Jet trails are changing the weather of the Midwest -- and possibly much of the rest of the country -- creating more clouds, cooler days and warmer nights, according to weather researchers at the University of Illinois.

Cloudiness over the Midwest has been slowly increasing since the turn of the century, but beginning in the 1950s with the introduction of commercial jetliners, cloudiness and its temperature effects have increased sharply, the illinois researchers said.

Today the Midwest has 30 fewer clear days a year that it did in 1900: 90 now compared with 120 then. This increase in cloudiness has also caused a steady narrowing of daily temperatures, so that the high and low temperature readings for a day are steadily coming closer together. The Illinois team now is working to calculate how much more rain and snow, if any, is caused by the increased cloudiness.

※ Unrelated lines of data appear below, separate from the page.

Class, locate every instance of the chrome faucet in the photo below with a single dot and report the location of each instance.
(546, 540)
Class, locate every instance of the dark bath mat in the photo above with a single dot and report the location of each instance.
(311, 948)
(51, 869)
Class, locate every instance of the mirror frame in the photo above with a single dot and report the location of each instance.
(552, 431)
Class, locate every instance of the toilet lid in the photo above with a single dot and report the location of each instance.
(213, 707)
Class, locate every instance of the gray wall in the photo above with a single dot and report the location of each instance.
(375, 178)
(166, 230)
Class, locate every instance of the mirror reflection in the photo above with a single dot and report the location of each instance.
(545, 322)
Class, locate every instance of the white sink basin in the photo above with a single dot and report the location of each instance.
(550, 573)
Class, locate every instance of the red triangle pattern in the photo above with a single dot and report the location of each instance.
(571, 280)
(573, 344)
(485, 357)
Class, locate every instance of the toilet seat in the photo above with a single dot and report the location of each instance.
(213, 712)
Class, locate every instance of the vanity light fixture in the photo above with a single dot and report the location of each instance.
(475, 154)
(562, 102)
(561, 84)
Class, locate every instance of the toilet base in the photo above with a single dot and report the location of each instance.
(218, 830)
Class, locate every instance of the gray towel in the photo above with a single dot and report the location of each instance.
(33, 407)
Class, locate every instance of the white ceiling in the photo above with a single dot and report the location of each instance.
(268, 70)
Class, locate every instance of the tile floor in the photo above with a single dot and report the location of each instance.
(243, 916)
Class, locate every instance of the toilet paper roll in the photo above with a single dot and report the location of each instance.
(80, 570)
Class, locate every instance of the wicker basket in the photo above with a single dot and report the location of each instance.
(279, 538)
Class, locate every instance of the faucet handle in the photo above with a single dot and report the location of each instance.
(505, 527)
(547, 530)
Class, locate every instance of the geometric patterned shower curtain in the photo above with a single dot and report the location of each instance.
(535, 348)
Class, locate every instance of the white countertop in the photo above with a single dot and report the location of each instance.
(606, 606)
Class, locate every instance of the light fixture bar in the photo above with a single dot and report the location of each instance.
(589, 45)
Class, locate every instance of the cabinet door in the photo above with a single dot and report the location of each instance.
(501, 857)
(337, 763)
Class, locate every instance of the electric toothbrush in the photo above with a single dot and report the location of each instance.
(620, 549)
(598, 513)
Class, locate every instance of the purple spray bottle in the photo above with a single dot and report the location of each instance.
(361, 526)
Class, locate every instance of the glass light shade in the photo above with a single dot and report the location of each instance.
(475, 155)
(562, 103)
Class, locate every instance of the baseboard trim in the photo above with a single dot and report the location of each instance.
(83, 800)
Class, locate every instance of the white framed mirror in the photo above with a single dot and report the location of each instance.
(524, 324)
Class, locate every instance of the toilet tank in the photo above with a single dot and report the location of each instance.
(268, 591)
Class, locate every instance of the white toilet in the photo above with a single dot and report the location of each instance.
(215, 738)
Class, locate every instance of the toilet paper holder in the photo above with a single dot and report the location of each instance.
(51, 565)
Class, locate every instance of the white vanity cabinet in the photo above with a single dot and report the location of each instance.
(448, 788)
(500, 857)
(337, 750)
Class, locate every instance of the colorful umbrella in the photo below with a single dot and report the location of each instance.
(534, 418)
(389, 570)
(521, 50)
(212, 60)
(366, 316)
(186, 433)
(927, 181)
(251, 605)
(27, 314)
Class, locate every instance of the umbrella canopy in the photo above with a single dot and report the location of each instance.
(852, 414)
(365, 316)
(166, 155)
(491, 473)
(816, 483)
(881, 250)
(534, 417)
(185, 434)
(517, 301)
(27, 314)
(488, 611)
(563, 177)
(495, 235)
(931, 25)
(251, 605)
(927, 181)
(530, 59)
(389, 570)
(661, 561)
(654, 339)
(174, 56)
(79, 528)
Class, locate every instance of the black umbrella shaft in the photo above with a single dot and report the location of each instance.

"The bottom line on this research is economics," said Richard Semonin, one of the leaders of the research team. "At the end of the study, we hope to calculate the economic benefit or disbenefit from reducing temperature stresses [warming the coldest nights and cooling the hottest days], and from additional rainfall. This may be having a significant impact on energy use and on agricultural production."

The effects of the cloudiness seem so far to be positive, Semonin said, but no final statement on the subject can be made until the study, financed by the National Science Foundation, is finished, which will require several years.

Cloudiness generally has two important effects. In the daytime, clouds block the sun and hold temperatures down, an important fact when air conditioners are running in the summertime. In the winter, the heat generated during the day remains longer at night because clouds prevent warm air from escaping up into the atmosphere. So less heating may be necessary at night.

In addition, many plants are damaged by temperature extremes in the summer and winter. Reduction of these extremes should benefit farmers considerably, Semonin said.

He said that his study only covered midwestern skies, but he believes similar weather effects are probably occurring in other parts of the country and the world wherever there is heavy jet traffic. In the United States, such areas would include the East Coast, part of the South and parts of the West especially Denver.

A jet produces a cloud -- or contrail -- behind it because its exhaust consists primarily of water vapor, carbon dioxide and stray unburned paricles of carbon compounds. The tiny stray particles form the "seeds" on which water collect, forming water beads or ice crystals that can be seen.

About one or two days a week, the air at high alitudes reaches 100 percent humidity so that is is saturated with water in the form of tiny ice crystals. Then the additional vapor poured out of the jet engine does not evaporate quickly, and the water beaded on stray particles changes from a temporary plume behind a jet into a long-lasting contrail cloud.

In the midwestern sky, which is traversed by more jets than any other area of the country, the clouds formed from contrails slowly spread out over hours. Layers of them, some visible and some spread too thinly to be visible, reflect the sunlight upward and deflect rising heat downward.

In measuring the cloudiness from 1950 to the late 1970s, researchers could make detailed comparisons since modern weather bureaus have kept track of cloudiness by looking at the sky every three hours and estimating the percentage of sky covered with clouds. The eight sightings a day are added to get the daily cloud figure. Over a year, the maximum possible cloud cover points would be 2920.

During a year in Moline, Ill., in the early 1950s, the total cloud coverage number was about 500. In the 1970s, the number had risen to 800, Semonin said. Another city in the heart of the jet flyways, Fort Wayne, Ind., also jumped from 500 to 800 in cloud cover over two decades.

Cities on the fringe of the heavily traveled flyways showed much smaller increases. Evansville, at the southern tip of Indiana, had an increase in the cloud cover from 625 to 650. Duluth, to the north of the heaviest flying, increased from 600 to 700.

The temperature change measurements made by the Illinois group were done by taking the high and low temperatures for a day and subtracting them to get a difference. This difference was then averaged for each month.

To determine whether there was a trend in the differences, researchers counted only months that showed a narrowing difference in the daily highs and lows from the month before.

At the turn of the century, only two or three months a year had narrowing temperature differences -- there was no trend.

But starting in about 1952, the numbers began to change dramatically, until by 1968, all 12 months of the year showed narrower temperature differences than the month before. From 1968 to the present, every year has continued the trend.

The benefits of increased cloudiness that may be expected are enough to have gotten another researcher, Dr. Andrew Detweiler of the State University of New York at Albany, to begin looking into the possibility of deliberately causing clouds to form at certain times -- to save crops in some areas and cut severe fuel bills in others.

Detweiler suggests flying an airplane back and forth at high altitudes slightly upwind of the area to be covered. Instead of relying on the plane's contrails to make the clouds, Detweiler would seed the air with small amounts of silver iodide, the conventional cloud-seeding chemical.